Manchmal leuchten Wolken

Die letzte Kinder-Uni befasst sich mit den weißen Gebilden am Himmel

Kröpeliner-Tor-Vorstadt. Sie werden mit Schäfchen verglichen und sehen manchmal aus wie Wattebäusche: In der letzten Kinder-Uni-Vorlesung von OZ und Universität in diesem Semester beschäftigt sich Franz-Josef Lübken am Mittwoch um 15 Uhr mit den weißen Gebilden am Himmel. Dass sie auch genau dort – nämlich oben – bleiben, ist das Hauptthema seiner Veranstaltung: „Warum fallen Wolken nicht vom Himmel?“

„Regen tut es ja auch“, sagt Lübken und stellt klar, dass die Frage kein Quatsch ist, sondern etwas, was sich wissenschaftlich erklären lässt. Der 62-Jährige ist Professor für Atmosphärenphysik am gleichnamigen Leibniz-Institut in Kühlungsborn. Oft verlässt er für seine Arbeit den Schreibtisch und macht Experimente, um mehr über Wolken herauszufinden. Er verspricht: „Bei der Kinder-Uni werde ich einige spektakuläre Experimente vorführen.“ Aber zunächst einmal muss geklärt werden, wie Wolken überhaupt entstehen.

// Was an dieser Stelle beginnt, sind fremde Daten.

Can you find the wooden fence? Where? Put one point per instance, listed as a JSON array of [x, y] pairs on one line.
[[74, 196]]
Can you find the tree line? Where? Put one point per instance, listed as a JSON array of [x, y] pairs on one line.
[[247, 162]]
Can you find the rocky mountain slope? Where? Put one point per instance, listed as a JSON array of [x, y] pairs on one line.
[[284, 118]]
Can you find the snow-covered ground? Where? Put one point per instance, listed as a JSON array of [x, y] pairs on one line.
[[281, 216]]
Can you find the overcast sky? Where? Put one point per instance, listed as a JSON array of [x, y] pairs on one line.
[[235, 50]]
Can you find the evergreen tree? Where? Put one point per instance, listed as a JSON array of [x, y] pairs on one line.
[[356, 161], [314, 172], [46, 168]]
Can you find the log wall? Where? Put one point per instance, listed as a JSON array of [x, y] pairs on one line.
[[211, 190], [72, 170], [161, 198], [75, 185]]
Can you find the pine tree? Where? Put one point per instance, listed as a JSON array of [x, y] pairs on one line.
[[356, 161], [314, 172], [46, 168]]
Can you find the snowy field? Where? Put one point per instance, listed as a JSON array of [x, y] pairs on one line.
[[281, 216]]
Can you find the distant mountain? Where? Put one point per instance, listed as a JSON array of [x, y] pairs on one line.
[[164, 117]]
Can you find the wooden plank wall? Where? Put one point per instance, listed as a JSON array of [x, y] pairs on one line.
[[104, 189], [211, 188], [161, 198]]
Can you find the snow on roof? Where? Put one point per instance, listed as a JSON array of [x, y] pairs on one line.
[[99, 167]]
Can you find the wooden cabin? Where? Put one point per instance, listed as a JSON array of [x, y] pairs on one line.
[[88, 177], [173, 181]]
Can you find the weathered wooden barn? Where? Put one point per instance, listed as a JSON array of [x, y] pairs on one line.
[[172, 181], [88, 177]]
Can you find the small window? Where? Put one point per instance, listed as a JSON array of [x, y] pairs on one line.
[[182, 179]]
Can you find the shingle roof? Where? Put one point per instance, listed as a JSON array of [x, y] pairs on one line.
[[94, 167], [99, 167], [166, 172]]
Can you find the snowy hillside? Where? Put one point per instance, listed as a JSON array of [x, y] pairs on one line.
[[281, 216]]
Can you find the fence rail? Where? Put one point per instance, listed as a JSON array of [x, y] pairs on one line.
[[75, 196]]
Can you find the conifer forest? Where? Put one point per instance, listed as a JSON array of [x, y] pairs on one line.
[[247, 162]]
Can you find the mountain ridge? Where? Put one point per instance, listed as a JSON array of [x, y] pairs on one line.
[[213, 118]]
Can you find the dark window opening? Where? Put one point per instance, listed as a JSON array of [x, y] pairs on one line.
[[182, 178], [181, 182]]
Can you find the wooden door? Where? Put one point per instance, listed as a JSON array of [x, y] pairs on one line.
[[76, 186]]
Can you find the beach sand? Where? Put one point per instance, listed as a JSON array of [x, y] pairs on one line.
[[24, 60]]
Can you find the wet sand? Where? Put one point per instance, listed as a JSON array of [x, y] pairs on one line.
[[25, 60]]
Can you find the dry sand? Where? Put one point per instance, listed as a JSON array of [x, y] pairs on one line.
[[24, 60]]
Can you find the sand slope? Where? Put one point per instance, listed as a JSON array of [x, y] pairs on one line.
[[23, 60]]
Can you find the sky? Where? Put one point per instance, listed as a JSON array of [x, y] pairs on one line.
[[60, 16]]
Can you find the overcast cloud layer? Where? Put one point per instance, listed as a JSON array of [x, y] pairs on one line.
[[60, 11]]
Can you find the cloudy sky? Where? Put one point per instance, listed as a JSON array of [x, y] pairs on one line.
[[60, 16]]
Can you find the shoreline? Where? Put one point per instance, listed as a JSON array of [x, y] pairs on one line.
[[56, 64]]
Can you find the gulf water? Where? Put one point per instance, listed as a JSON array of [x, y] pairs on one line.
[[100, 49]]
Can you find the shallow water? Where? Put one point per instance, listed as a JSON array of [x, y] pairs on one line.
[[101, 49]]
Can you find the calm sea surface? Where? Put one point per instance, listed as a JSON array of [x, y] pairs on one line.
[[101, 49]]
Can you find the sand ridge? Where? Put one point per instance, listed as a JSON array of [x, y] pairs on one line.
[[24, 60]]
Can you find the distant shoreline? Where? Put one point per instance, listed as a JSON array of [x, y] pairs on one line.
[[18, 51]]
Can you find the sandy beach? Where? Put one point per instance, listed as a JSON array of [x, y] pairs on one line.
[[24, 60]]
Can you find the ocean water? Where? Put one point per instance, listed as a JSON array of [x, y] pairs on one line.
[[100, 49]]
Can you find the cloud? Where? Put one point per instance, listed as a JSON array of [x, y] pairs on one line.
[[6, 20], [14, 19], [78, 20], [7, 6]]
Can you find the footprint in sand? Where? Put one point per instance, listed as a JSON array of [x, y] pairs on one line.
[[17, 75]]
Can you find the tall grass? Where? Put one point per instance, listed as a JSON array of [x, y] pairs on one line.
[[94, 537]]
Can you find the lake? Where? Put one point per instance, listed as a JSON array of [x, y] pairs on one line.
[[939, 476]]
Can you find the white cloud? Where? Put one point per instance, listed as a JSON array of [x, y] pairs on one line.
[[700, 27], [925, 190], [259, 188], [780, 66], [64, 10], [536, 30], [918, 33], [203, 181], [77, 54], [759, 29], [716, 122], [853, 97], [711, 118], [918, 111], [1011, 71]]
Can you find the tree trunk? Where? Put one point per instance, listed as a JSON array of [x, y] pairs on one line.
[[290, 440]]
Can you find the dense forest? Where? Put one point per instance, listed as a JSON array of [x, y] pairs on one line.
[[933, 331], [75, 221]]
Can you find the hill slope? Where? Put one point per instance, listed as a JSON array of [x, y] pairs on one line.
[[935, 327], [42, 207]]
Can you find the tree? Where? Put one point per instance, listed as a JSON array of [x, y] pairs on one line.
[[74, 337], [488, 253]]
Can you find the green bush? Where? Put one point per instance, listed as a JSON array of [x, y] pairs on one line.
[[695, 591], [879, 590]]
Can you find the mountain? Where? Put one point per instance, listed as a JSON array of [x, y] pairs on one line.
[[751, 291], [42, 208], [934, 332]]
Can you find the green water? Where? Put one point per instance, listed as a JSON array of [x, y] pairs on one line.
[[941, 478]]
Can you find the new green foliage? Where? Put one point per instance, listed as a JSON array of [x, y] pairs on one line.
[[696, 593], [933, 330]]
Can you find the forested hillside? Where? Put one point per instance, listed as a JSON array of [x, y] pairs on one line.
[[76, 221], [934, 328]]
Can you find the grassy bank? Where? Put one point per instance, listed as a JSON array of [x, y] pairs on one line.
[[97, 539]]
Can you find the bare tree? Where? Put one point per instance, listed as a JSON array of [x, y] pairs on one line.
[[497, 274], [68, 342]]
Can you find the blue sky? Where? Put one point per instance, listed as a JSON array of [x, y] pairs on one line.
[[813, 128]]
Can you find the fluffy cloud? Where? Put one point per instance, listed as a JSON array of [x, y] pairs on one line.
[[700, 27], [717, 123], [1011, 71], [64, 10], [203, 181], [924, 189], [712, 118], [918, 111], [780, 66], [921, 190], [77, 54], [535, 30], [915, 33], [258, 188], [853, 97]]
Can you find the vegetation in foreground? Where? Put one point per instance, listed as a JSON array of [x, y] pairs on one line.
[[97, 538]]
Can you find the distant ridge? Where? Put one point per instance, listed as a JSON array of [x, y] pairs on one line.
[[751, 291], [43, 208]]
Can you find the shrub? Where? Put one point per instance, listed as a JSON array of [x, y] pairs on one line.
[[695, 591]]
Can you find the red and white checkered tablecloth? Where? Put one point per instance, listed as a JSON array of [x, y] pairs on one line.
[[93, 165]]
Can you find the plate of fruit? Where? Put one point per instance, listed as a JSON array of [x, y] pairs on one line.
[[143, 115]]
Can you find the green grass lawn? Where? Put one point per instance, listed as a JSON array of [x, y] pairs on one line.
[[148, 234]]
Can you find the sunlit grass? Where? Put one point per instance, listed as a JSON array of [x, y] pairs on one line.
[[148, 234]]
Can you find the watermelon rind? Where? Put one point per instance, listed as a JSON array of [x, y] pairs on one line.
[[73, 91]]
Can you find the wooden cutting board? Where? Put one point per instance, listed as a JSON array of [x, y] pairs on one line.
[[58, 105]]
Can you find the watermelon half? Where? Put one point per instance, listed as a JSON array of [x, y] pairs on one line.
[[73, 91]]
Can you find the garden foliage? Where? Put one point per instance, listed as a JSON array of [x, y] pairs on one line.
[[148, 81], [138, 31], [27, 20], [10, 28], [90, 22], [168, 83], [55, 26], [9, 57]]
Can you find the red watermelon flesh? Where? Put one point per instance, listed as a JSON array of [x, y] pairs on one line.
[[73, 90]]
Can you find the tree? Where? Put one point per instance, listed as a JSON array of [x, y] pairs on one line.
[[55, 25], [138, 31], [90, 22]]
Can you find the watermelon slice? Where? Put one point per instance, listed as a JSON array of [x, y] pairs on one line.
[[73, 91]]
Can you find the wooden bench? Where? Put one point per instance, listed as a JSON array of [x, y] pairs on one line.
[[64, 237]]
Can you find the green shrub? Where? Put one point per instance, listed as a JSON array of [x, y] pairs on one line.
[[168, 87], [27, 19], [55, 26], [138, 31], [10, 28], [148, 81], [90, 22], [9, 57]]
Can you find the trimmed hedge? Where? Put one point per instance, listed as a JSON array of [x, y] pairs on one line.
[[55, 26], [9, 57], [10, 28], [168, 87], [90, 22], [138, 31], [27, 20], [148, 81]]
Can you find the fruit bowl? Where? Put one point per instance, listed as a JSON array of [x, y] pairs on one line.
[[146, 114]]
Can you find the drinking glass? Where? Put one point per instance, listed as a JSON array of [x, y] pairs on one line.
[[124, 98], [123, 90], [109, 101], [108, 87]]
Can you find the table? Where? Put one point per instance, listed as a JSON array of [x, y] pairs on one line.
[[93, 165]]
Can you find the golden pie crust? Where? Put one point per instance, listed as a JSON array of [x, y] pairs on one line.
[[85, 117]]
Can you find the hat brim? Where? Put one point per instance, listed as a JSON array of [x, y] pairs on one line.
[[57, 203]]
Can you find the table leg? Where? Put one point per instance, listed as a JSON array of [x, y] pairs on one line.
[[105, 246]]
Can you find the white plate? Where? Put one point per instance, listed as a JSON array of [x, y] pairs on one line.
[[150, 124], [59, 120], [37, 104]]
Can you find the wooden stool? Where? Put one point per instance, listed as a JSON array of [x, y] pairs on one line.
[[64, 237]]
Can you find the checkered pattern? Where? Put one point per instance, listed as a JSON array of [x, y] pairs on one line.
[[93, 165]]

Das passiert nämlich durch Übersättigung. Außerdem spielen zu viele Wassermoleküle in der Luft auch eine große Rolle, verrät der Professor vorab. Warum Wolken weiß und nicht blau sind wird er ebenso erklären, wie die Tatsache, dass Regentropfen vom Himmel fallen, die Wolken aber eben nicht.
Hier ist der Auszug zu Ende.